Big Brains Are Pricey, Guppy Study Shows
http://www.sciencedaily.com/releases/2013/01/130103131110.htm
Kind of amazing to me that there is a survival element in having smaller brains, but the results of the experiment mentioned in the above article appear to have some pretty solid conclusions. I got a copy of the primary research paper and it seems clear: the bigger the brain the smarter the guppy, but the smaller the gut and the fewer the offspring. It seems to me that when there is no evolutionary pressure for bigger brains (such as rapidly shifting environment, scarce or highly variable food sources, etc.) then there is evolutionary pressure _against_ bigger brains that can rapidly (in evolutionary terms) take over the population. If the ‘dumber’ ones breed more often than the ‘smarter’ ones (man, does that sound so damn familiar with us humans!) then the population gets increasingly dumber (man this keeps sounding so apropos!). Brains are expensive things and it appears that evolution (a bit of anthropomorphizing here) doesn’t ‘like’ to waste energy on them. The authors of the literature indicated that in just two generations of selection (they were the ones doing the selection, so the big brained boys were put with the big brained girls and vice versa, some thing that might happen extremely rarely in nature) they had populations with statistically different brain sizes. It seems to me that in certain parts of our world there has been selection for a lot longer than two generations (imagine, if you will, some banjo music playing in the background ;-)), so I wonder if anyone has information to show if that is currently happening to humans (be careful doing the measurements, though; bears have smaller brains than we do and they routinely kill people!).
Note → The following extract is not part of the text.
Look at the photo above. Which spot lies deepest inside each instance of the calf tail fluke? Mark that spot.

I have always equated the ‘meek’ who shall ‘inherit the Earth’ as being the best breeders, this article says they get a ‘bonus’ with their best breeder award as well.
This is one of my arguments against GGGN. We’re selecting for quantity, not quality. I can’t show it, but it seems clear to me that that’s ultimately bad for the race.
“Survival of the fittest” as an evolutionary concept only applies in a competitive environment. Further, competition does not necessarily revolve around survival skills; nor does it take geological ages for selection to show results.
Yep, now your argument against GGGN does make sense. How to select for quality, though, when quantity is uncontrolled?